Hi Viv, looking forward to seeing you there :wink: 

List so far... 
xgx 
the snail 
lecky7 
Vicdicdoc 
pneumatician 
lesanne 
waspes 
JWW 
HermanHymer


----------



## betsy (Oct 8, 2007)

Hello Graham,
I have added our names to the list - We will be on our back from the Spain MHF meet around that time.
Colin & Liz

List so far... 
xgx 
the snail 
lecky7 
Vicdicdoc 
pneumatician 
lesanne 
waspes 
JWW 
HermanHymer
Betsy


----------



## xgx (Oct 14, 2005)

betsy said:


> We will be on our back from the Spain MHF meet around that time.
> Colin & Liz


Don't worry, I'm sure that 'tween us we can get you on your feet again 

Looking forward to seeing there.

List so far... 
xgx 
the snail 
lecky7 
Vicdicdoc 
pneumatician 
lesanne 
waspes 
JWW 
HermanHymer
Betsy


----------



## Nethernut (Jun 4, 2008)

Sounds good, think we may be going too - do you stay on the Aire or campsite and as it is so busy do we need to book or what?

List so far... 
xgx 
the snail 
lecky7 
Vicdicdoc 
pneumatician 
lesanne 
waspes 
JWW 
HermanHymer
Betsy
Nethernut[/quote]


----------



## xgx (Oct 14, 2005)

The meet's usually on the campsite (well worth it for the showers!) and although some have pre-booked in previous years, I've always turned up 'on spec', it's a large site 200 + places.

hope you can make it ...

Looking forward to seeing everyone there 

List so far... (11 M/hs)
xgx 
the snail 
lecky7 
Vicdicdoc 
pneumatician 
lesanne 
waspes 
JWW 
HermanHymer 
Betsy
Nethernut


----------



## pneumatician (May 1, 2005)

We stay on the camp site. Two reasons:- Almost the same price and we would't all get onto the Aire. Besides its a long walk to come and hear Grahams recitals (or is that a good thing)


----------



## xgx (Oct 14, 2005)

I'm working on your personal dawn chorus Steve ... should have me bagpipes in tune by June


----------



## carol (May 9, 2005)

Steve if you remember last year we were actually cheaper than the aire at around €8 incl elec and showers due to it being their Mother's Day weekend. Great value then. We never use site showers or facilities so they don't interest me, but the mucks is great whoever play it


Carol


----------



## xgx (Oct 14, 2005)

Sorry Carol, just couldn't resist...... :wink: 


carol said:


> We never use site showers ... but the mucks is great ...


----------



## carol (May 9, 2005)

Lol

Oh dear fingers and predictive text

MUSIC


----------



## tubbytuba (Mar 21, 2007)

seems your fingers are not very preditive carol x


----------



## pneumatician (May 1, 2005)

Just thinking of a the tune that could be played on Bagpipes, Tuba and Squeezbox that could accompany Val's Albert recital or her other favourite "Going Home" (isn't that "Hovis"). Needs plenty of lubrication to get her started tho!

Steve


----------



## xgx (Oct 14, 2005)

*Bernies*

Had a pm from the Bernies asking to be added....

List so far... (12 M/hs)

the snail 
lecky7 
Vicdicdoc 
pneumatician 
lesanne 
waspes 
JWW 
HermanHymer 
Betsy 
Nethernut
Bernies
xgx

done! 
(btw It's not a free service! Fortunately red vino's cheap there....:lol: )


----------



## xgx (Oct 14, 2005)

***If your plans change and you can't make it please copy the list, remove your name and post it ... Ta!

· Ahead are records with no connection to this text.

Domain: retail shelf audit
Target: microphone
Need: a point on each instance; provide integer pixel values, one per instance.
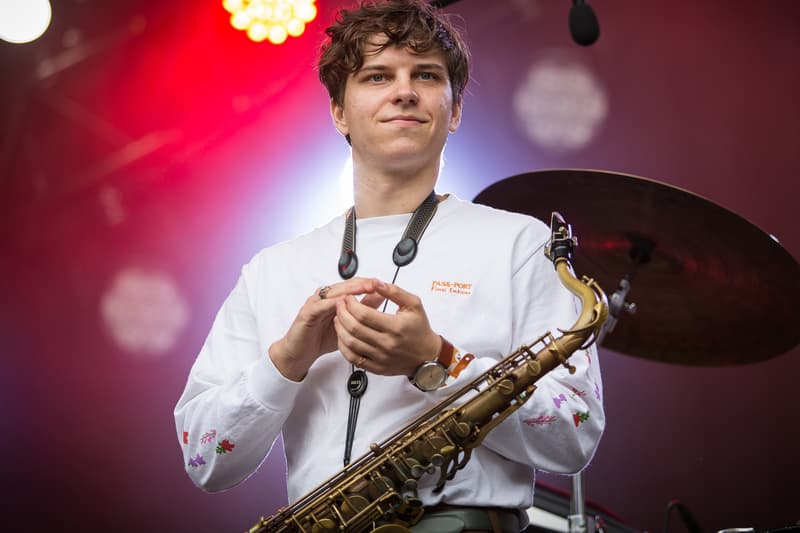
(583, 23)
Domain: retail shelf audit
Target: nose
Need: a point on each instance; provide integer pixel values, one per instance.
(405, 92)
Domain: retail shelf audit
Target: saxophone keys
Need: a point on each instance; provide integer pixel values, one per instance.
(353, 504)
(325, 524)
(462, 430)
(506, 387)
(410, 484)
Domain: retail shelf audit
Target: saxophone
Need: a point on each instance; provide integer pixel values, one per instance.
(378, 492)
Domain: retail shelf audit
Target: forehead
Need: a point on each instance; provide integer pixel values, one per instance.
(373, 54)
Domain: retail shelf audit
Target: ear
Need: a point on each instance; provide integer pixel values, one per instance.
(455, 118)
(339, 121)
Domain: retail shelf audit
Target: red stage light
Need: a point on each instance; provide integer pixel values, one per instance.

**** If* you'd like to join us there, please copy and paste the list, add your username and post it... like wot I've done 'ere, innit 

The list so far:
the snail 
lecky7 
Vicdicdoc 
pneumatician 
lesanne 
waspes 
JWW 
HermanHymer 
Betsy 
Nethernut 
Bernies 
xgx


----------



## Hoedown (Apr 27, 2012)

*A couple of questions about Amboise*

We are newcomers to Motorhomefacts.

This will be our first foray in to France (ferry on 29th May) and we are booked in to Le Chant at Mouliherne from Sun 9th, so would be quite interested in trying to meet up with the rest of you. Are we correct in assuming that you will be staying on the municipal site in Amboise (de l'ille d'Or)?
Would we just be able to turn up and hope to get a pitch?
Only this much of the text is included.